И это смущает меня больше всего. Я так и не понимаю. Я могу понять, почему можно хотеть захватить Колодец, могу понять жадность, стремление получить как можно больше магической силы. Но вселять в сердца людей ненависть просто так, ради ненависти?
– Послушайте, – объясняет Аарон. – Допустим, они хотят как следует укрепиться в Ирландии. Они знают, что тут есть Колодцы, и им нужна магия, верно? Но дело это сопряжено с расходами, и приходится полагаться на связи. А здесь много всяких католических групп, которые хотят вновь превратить Ирландию в оплот католических ценностей, и у них есть деньги, у них есть связи в правительстве, они могу помочь нажать на нужные рычаги. Как, по-твоему, они проникли в твою школу, Мэйв? Два телефонных звонка – вот и все, что потребовалось, чтобы «Дети» заключили контракт с министерством образования. Сами по себе они сделать этого не могут. Это как паутина, которая все растет и растет во все стороны. Все эти праворадикальные группы и последователи удобны тем, что они отвлекают внимание. Они заставляют всех смотреть на левую руку, пока опускают в чужой карман правую.
Он замолкает и потирает глаза, устав от своих рассуждений.
– Как только они получат, что им нужно, то двинутся дальше. Они внедряют идеи и ждут, пока почва достаточно подгниет.
– И ты помогал им разносить этот гной, – строго говорит Нуала.
Он прикрывает лицо ладонями.
– Я знаю. Извините.
Нуала задумчиво прищуривается, не сводя с него глаз.
– Я потерял кое-кого из-за Домохозяйки, – мрачно говорит он. – А потом рядом со мной оказались «Дети». Они сказали, что мы с друзьями были грешниками, что мы использовали силу греховным образом и что единственный способ обрести благодать – спасти как можно больше людей от той же… участи, я полагаю. Ты спросила меня однажды, почему я ненавижу геев, Мэйв, но я их не ненавижу. Я и тогда не ненавидел. Я сказал, что это Бог их ненавидит.
Во мне закипает ярость.
– Как может любящий Бог…
– Но я считал, что мой Бог не такой, – выдыхает он. – И никогда не был таким. И когда такие люди, как я, слышат таких людей, как ты, людей, которые думают, что Бог просто… любит всех, независимо от того, что они делают, даже если это противоречит Библии… мы считаем, что вы просто наивны. Что вы намеренно отрицаете Слово Божие.
– Не тебе говорить мне, что думают такие люди, как вы, – язвительно отвечает Нуала. – Ирландия была построена на таких, как вы. Люди всю жизнь сидели в тюрьмах из-за фанатизма.
– Я не отрицаю, что заслуживаю наказания, – говорит Аарон. – Я признаю, что и меня увлекла… гонка за властью, полагаю. Но я всю жизнь слышал от таких людей, как вы, что я должен изменить свои взгляды. А теперь, когда я изменил их, когда я пытаюсь все исправить, вы не хотите меня слушать.

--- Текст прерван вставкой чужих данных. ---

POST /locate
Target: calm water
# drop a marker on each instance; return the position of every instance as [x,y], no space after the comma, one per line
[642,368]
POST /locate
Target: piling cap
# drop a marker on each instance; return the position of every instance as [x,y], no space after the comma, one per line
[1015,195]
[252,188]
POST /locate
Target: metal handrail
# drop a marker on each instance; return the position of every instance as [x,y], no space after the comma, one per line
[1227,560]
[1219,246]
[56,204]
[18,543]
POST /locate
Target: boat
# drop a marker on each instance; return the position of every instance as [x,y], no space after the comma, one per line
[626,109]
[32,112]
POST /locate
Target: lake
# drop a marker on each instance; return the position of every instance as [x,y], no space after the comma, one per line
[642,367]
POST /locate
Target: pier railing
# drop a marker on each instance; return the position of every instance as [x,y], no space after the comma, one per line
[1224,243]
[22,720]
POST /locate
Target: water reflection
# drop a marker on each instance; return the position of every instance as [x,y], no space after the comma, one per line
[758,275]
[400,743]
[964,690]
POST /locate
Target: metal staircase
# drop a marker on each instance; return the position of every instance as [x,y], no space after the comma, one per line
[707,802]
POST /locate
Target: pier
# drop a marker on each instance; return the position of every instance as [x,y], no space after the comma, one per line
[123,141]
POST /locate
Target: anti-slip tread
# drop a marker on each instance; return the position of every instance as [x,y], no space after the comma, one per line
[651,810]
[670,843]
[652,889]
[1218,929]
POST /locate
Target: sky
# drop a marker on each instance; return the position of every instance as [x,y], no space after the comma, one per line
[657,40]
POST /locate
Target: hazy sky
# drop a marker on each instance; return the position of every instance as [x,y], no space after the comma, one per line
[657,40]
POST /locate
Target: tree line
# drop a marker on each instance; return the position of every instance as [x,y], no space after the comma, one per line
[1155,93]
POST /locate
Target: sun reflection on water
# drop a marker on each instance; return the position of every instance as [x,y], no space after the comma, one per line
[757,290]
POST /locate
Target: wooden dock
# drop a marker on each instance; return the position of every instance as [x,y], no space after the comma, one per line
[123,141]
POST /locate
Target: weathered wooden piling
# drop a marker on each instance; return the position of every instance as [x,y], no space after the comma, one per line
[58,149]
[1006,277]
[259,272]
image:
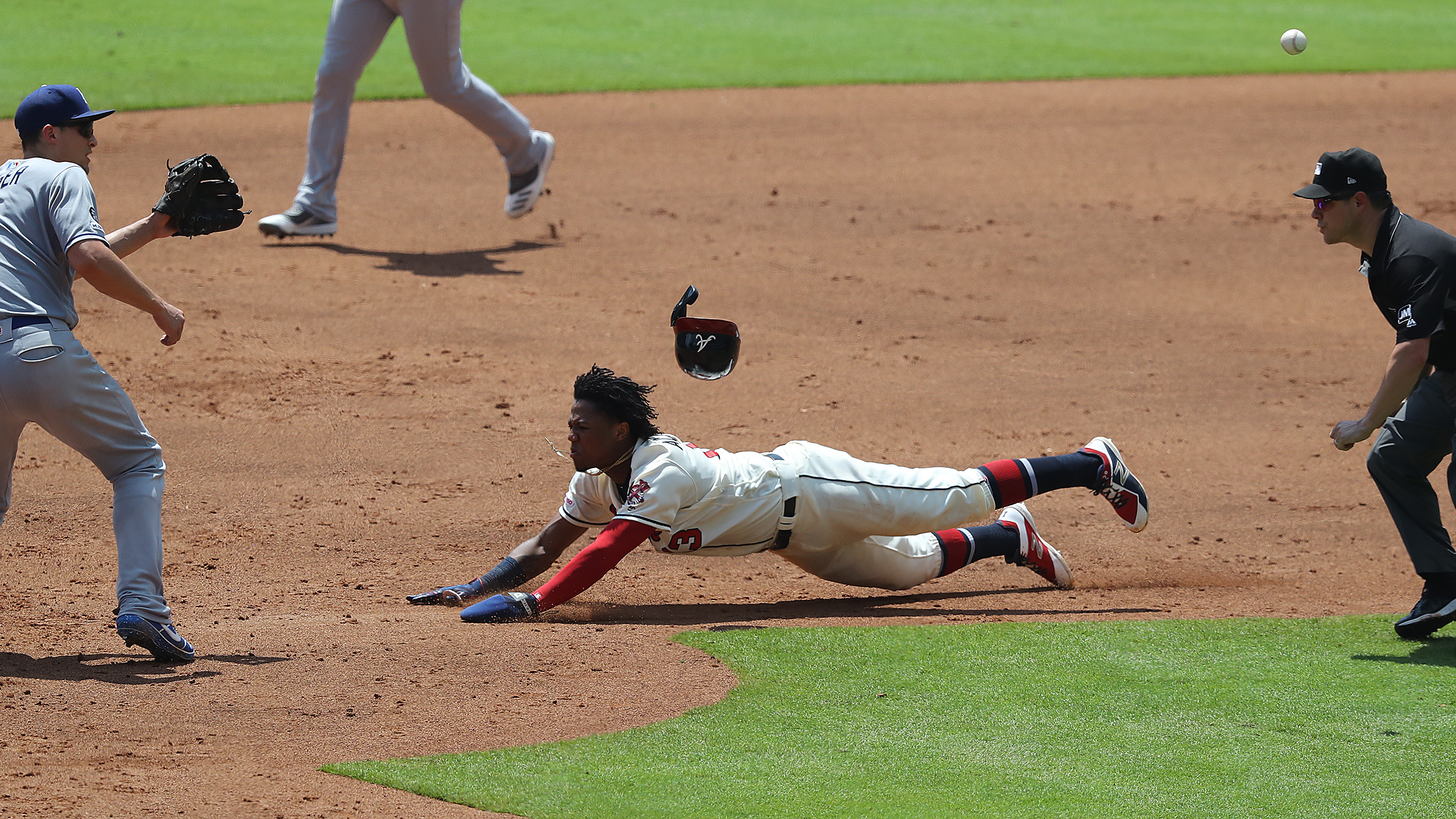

Я смотрю на Аарона и Нуалу и замечаю, что они борются между собой взглядами. Такое ощущение, что передо мной схватились в безмолвной драке две невидимые силы. Наверное, примерно так это выглядело в прошлом году, когда мы с Нуалой ненадолго заняли сознание друг друга. Раньше я никогда не наблюдала за таким мысленным погружением со стороны. Оба абсолютно неподвижны, как встретившее человека дикое животное.
Потом мышцы Нуалы расслабляются, и ощущение борьбы пропадает.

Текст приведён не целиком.